Erica Goosen graduated from GVSU in 2009 with a mathematics major, along with minors in both business and engineering science. Since graduating, she has earned an MBA Certificate in Design and Innovation Management from Kendal College of Art and Design and is currently working toward an MBA degree from the University of Alabama-Huntsville.
Erica is employed as a Senior Product Engineer with Steelcase, Inc. In her position, she acts as a technical expert for Steelcase products made at the company’s Athens, Alabama plant and handles all changes and problems related to the design of a product over its life cycle. Reasons for changes can include, among other things, the need to address quality complaints and/or to identify means of reducing manufacturing costs. Erica develops test plans, modifies computer-assisted drawing (CAD) files, revises the product’s bill of materials as needed, and ensures all engineering-related documents are updated appropriately.
In her work, Erica must manage several projects at once. Skills she developed as a math major, which help her in this regard, include the ability to observe multiple complex processes at once, to notice patterns and discrepancies, to tackle multiple problems systematically, and to be very detail-oriented. Specific GVSU courses she cites as being invaluable in her position are Linear Algebra (MTH 227), statistics classes (particularly STA 312 and STA 314), and Programming Language for Parametric Designs (EGR 261).

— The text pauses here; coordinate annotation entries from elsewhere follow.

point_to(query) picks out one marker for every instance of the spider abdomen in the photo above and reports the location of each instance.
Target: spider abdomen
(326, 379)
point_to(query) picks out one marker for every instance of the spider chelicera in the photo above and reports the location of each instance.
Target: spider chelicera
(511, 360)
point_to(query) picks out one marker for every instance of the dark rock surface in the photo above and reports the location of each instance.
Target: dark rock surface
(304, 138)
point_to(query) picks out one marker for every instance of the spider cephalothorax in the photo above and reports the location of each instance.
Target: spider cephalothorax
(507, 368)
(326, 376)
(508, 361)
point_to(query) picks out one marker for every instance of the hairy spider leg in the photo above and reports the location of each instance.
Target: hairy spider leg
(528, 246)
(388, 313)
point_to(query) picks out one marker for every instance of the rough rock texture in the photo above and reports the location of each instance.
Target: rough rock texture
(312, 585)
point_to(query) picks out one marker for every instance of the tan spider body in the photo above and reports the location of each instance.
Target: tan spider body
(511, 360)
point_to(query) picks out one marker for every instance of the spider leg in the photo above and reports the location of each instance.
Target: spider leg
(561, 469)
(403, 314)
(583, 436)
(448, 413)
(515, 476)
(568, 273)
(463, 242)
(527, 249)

Erica encourages students interested in majoring math to do so, especially if they are unsure of what career paths they wish to follow. She states, “If you are like I was in college - haven’t narrowed down what you want to do after graduation but recognize you enjoy math - I would recommend a major in mathematics.
Mathematics is a functional, multi-faceted degree. Other majors can pigeonhole you into one field, whereas a mathematics degree can be applied across various fields and careers. A mathematics degree will teach you skills that are valuable and desired by many employers.

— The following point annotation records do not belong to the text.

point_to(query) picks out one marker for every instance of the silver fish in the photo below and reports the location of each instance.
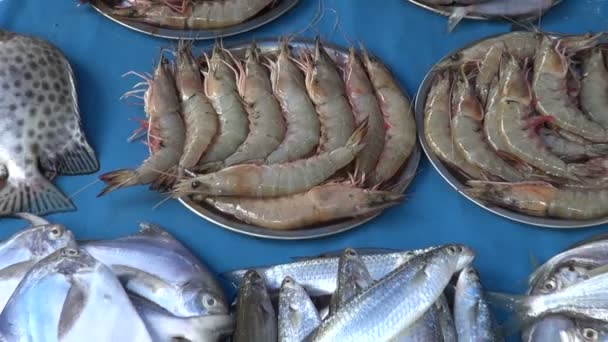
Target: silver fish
(256, 320)
(398, 300)
(83, 301)
(472, 315)
(153, 265)
(298, 316)
(353, 278)
(163, 326)
(39, 126)
(22, 250)
(319, 275)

Also, don’t feel you need one specific degree for a career. Get a degree in something you are passionate about and enjoy doing. Your skills and experience matter more in the working world than the heading on your degree.”
Erica also advises students to take advantage of internships as a means of gaining professional experience outside the classroom. “Skills and experience are the biggest deciding factors in hiring -- you will have the skill set from your mathematics degree but will need experience. Internships help get your face out to future employers and help you narrow down what you enjoy doing (especially helpful if you are indecisive like me).